By Moustapha Diallo, IFRC
Exhausted and hungry, plastic bags on their shoulders, a group of young people disembark one by one from an aircraft and walk towards a huge hall, specially set up for them, near the Dakar International Airport, in Senegal. Daounda Mbaye, 30, is one of the returnees. He braved the harsh conditions of the desert for 15 days to reach Libya via Agadez, Niger. Once there, he spent his entire savings and was exploited through forced labour. He suffered extortion by smugglers before being held for 11 months in an overcrowded detention centre.
“There was a lack of everything, including clean water, food, toilets and basic health services. It was the same food menu every day: Macaroni without meat, prepared with salted water,” says Mbaye.
This is the second wave of Senegalese migrants repatriated from Libya, in less than a week. The exercise was coordinated by the International Organization for Migration (IOM) and the Directorate of Senegalese Abroad. They are 165 in total, including one woman. Most of them were in detention centres in Libya.
In their attempt to reach Europe via Libya, many migrants were subjected to ill-treatment and abuses. Whether they have spent several months in Libya or only a few weeks, most of them have done small jobs to save money for their passage to Europe. Stripped of their money by smugglers, many of them found themselves jailed or kidnapped.

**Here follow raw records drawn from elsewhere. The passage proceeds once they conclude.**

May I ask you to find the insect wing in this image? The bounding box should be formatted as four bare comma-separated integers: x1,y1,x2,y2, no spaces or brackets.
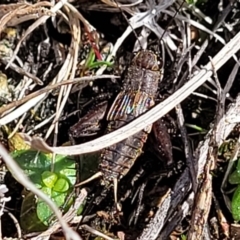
107,91,154,121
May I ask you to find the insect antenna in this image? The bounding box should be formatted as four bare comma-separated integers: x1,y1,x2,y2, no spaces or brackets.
113,0,144,50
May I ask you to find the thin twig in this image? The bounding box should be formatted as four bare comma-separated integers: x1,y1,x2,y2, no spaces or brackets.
23,32,240,155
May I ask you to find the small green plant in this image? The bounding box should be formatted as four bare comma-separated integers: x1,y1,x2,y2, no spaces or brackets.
11,150,76,232
228,159,240,222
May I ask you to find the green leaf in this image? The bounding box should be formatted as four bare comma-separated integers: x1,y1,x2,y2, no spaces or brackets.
53,178,69,193
228,170,240,184
11,150,51,188
11,150,76,232
231,186,240,221
20,192,47,233
42,171,58,188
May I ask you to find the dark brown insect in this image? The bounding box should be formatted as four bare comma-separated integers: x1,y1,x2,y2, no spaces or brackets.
70,50,162,209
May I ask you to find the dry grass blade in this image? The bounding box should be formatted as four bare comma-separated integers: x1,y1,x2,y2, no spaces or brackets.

Fatoumata Tounkara, 27, the only woman in the group of the repatriated migrants who, alongside her husband, tried to reach Europe—is now relieved. Like all her fellow migrants, including her husband, Fatoumata has accepted the voluntary return so as to put an end to a cycle of imprisonment, humiliation, fear and disappointment.

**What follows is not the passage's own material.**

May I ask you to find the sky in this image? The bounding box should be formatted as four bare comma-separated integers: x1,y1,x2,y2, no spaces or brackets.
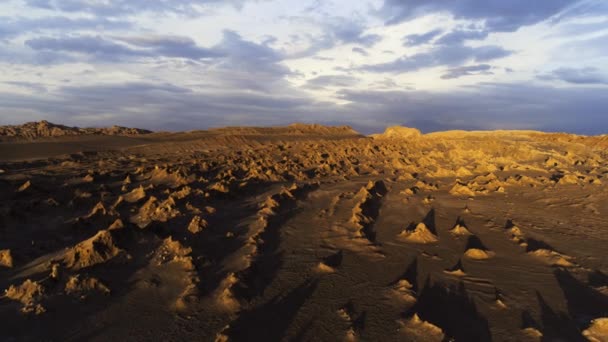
0,0,608,134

Senegalese Red Cross Society has mobilized its volunteers to support and comfort them upon their arrival.
“Most of migrants face extreme experiences and need support to get back on their feet. With the support from the IFRC, and in coordination with IOM, we are working on a plan to accompany them through provision of psychosocial support and reintegration programmes,” says Abdoul Azize Diallo, President of the Senegalese Red Cross Society.
In early June, over 40 migrants were found dead in remote north-eastern Niger.The migrants are believed to have died from thirst when the truck carrying them either broke down or was abandoned about 200 kilometres from the town of Dirkou, in the middle of the Sahara Desert. Temperatures in the region can climb as high as 43 degrees Celcius in May.
Tales of exploitation from these returnees, and the recent tragedy in Niger, highlight dangers migrants face as they embark on perilous journeys to their dream destinations.